Créanme, hay interpretaciones menos exageradas y más ajustadas a la coyuntura del tablero político actual, tanto en España como en Cataluña. El precio que está poniendo actualmente ERC en el Congreso es, en la práctica, mucho menor que el que en algunas ocasiones propuso —y obtuvo— la CiU de Jordi Pujol.

Foto: Sánchez y Rufián en la Moncloa. (EFE)

Así que aun dando por bueno que los votos de los republicanos son imprescindibles para que Pedro Sánchez siga tranquilamente con su mandato, no lo es menos que para ERC es imprescindible que los socialistas sigan gobernando España.

Por dos motivos. El primero es reasegurar la presidencia de la Generalitat. La CUP no es de fiar como socio en el Parlament y más pronto que tarde es posible que se deba echar mano de los votos de los socialistas para que echen un cable al Gobierno de Pere Aragonès. El segundo motivo es alejar la posibilidad de un Gobierno de coalición PP-Vox, que es, en estos momentos, la peor pesadilla del independentismo pragmático (que es una manera de decir el independentismo que ha dejado de serlo, al menos hasta nueva orden).

Indultos y mesa le han servido a ERC para poder defender ante su electorado una relación política con el PSOE de cierta normalidad

Es por este motivo que el voto de ERC va bien de precio en el mercado de los apoyos al PSOE. El gran pago a los republicanos ya se ha cobrado. Fueron los indultos y la creación de la mesa de diálogo entre gobiernos, que se volverá a reunir en enero —será la tercera vez— sin que de ella se espere nada concreto que no sea su propia existencia.

Indultos y mesa le han servido a ERC para poder defender ante su electorado una relación política con el PSOE de cierta normalidad. De tal forma que ya no son necesarias grandes pujas para aprobarle los presupuestos. Y menos sabiendo que el apoyo de la CUP a los que está elaborando el Gobierno de Pere Aragonès está en el alambre y a lo mejor hay que pedir auxilio a los socialistas.

Foto: El presidente de Aragón, Javier Lambán. (EFE)

Para entender hasta qué punto la negociación de ERC con el PSOE es a la baja, solo hay que auscultar el mundillo independentista. Las plumas y opinadores de la órbita republicana vienen fajándose desde la semana pasada para intentar convencer al gran público soberanista del gran logro que supone que la futura Ley del Audiovisual incluya medidas para la promoción y defensa del catalán. Han puesto toda la carne en el asador para defenderse de las acusaciones provenientes particularmente de JxCAT y la CUP, que ridiculizan el apoyo de Junqueras a las cuentas de Pedro Sánchez con este mantra: “Íbamos a hacer la independencia y hemos acabado defendiendo el catalán, como en los ochenta”.

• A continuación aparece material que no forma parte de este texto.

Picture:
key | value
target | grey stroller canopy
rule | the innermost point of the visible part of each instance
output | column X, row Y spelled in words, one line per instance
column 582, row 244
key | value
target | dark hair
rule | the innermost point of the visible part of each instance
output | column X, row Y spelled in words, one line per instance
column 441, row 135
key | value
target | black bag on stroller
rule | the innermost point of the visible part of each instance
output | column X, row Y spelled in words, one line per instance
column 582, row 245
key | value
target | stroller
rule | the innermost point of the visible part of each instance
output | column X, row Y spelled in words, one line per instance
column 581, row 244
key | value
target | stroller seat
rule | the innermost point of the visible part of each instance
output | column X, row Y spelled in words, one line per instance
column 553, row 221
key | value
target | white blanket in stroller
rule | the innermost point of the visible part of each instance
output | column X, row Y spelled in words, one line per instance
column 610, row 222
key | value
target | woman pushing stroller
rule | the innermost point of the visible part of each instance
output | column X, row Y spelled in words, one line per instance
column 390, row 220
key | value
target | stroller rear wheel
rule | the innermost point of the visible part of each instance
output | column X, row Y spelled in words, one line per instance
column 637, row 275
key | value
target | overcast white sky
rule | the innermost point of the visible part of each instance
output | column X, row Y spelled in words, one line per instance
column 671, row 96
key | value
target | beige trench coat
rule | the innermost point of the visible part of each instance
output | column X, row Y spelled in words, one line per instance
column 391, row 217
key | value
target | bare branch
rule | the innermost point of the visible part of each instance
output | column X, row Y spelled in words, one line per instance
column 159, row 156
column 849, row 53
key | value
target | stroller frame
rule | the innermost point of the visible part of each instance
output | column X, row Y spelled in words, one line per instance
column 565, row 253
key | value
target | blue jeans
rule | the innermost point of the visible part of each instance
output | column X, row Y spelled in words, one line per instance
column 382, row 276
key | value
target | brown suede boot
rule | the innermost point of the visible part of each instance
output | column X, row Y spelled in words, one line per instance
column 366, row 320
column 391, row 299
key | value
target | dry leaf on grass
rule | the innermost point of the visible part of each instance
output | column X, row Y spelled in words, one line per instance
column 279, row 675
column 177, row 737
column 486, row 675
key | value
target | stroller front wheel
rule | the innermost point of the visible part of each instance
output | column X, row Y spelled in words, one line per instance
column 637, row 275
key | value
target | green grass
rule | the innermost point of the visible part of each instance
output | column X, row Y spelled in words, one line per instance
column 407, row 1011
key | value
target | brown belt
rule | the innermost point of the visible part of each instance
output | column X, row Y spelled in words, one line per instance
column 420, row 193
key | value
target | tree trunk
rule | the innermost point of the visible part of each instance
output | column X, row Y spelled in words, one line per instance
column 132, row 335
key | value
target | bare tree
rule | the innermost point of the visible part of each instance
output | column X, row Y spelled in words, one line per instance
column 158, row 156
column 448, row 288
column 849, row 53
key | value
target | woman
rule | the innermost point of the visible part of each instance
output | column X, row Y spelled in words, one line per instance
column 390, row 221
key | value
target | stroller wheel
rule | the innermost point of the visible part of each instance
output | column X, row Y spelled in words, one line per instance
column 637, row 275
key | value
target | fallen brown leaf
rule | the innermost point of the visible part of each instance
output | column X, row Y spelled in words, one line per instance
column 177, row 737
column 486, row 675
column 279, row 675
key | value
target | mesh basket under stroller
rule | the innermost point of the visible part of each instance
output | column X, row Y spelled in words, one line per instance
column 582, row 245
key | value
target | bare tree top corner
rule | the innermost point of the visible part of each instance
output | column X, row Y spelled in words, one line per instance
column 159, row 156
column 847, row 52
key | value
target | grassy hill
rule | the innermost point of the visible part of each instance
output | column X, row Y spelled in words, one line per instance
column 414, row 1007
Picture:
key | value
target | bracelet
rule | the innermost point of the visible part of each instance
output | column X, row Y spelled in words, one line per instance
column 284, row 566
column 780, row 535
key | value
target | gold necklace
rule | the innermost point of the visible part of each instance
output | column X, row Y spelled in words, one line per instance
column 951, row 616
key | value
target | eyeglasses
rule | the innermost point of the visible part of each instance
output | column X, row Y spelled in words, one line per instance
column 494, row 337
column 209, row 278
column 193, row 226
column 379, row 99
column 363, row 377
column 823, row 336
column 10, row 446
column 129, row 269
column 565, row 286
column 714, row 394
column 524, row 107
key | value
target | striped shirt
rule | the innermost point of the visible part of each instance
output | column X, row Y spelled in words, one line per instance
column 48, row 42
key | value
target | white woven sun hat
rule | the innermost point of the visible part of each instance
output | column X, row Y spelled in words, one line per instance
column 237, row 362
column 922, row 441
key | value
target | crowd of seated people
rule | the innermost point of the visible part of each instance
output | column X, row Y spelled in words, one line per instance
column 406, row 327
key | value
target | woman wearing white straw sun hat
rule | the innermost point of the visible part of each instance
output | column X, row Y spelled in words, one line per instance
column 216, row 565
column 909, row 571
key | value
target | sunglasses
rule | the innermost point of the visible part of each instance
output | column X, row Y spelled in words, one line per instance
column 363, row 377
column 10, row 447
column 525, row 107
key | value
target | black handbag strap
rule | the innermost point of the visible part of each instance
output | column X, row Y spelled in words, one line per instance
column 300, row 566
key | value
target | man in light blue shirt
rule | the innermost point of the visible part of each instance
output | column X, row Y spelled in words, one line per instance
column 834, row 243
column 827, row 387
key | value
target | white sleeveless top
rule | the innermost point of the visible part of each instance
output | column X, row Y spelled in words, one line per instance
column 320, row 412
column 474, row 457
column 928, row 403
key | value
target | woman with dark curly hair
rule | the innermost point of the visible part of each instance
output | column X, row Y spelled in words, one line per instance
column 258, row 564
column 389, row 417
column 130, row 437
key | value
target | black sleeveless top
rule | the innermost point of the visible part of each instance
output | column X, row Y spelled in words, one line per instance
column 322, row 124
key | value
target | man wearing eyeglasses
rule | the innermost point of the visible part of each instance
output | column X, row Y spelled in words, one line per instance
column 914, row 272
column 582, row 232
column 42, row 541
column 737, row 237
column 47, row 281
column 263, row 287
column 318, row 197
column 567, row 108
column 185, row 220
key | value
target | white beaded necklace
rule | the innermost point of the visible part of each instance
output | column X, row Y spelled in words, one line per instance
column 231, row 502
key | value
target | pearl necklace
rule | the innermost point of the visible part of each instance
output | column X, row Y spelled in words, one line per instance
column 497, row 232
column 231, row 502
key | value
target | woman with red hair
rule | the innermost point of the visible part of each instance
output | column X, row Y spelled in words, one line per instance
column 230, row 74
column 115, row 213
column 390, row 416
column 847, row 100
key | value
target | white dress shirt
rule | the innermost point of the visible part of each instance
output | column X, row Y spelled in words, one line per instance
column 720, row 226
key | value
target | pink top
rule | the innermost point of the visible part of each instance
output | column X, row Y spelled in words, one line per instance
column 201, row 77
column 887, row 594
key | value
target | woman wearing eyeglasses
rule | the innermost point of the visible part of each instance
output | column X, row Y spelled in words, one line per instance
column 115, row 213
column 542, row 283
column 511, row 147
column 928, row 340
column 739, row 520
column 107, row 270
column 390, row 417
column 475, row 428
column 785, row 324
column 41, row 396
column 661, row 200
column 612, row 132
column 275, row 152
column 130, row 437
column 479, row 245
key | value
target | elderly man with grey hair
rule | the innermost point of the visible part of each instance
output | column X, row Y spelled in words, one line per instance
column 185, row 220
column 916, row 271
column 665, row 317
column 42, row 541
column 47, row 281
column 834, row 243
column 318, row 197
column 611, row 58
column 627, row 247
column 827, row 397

Estamos ante una nueva prueba de que ERC es ahora mismo un socio fiable para el PSOE. Ya se verá en el futuro a largo plazo. Pero por ahora no esperen, más allá de la teatralización, exigencias a los socialistas que vayan más allá de lo razonable en toda lógica de negociación política. Los republicanos saben hasta dónde pueden estirar la cuerda que no quieren romper de ningún modo, por su propio interés. Les va la vida en ello. El PSOE los necesita, efectivamente, pero ellos necesitan más a los socialistas. Cualquier otro escenario —fuese una gran coalición de centro derecha y centro izquierda o un pacto PP-Vox— los sacaría del escenario. Y a los de Oriol les ha costado tanto subirse a él que de ninguna manera tienen intención de bajarse.

Sobre la campana. Al límite. En la última curva. Al borde del precipicio. Nada. Cháchara. Teatro. Cierto que en política todo puede ocurrir. Pero si en España fuese legal apostar sobre cómo van a resolverse las cuestiones políticas, nadie hubiese cubierto con su dinero la posibilidad de que ERC y el PNV presentasen enmiendas a la totalidad a los presupuestos de Pedro Sánchez para impedir su tramitación.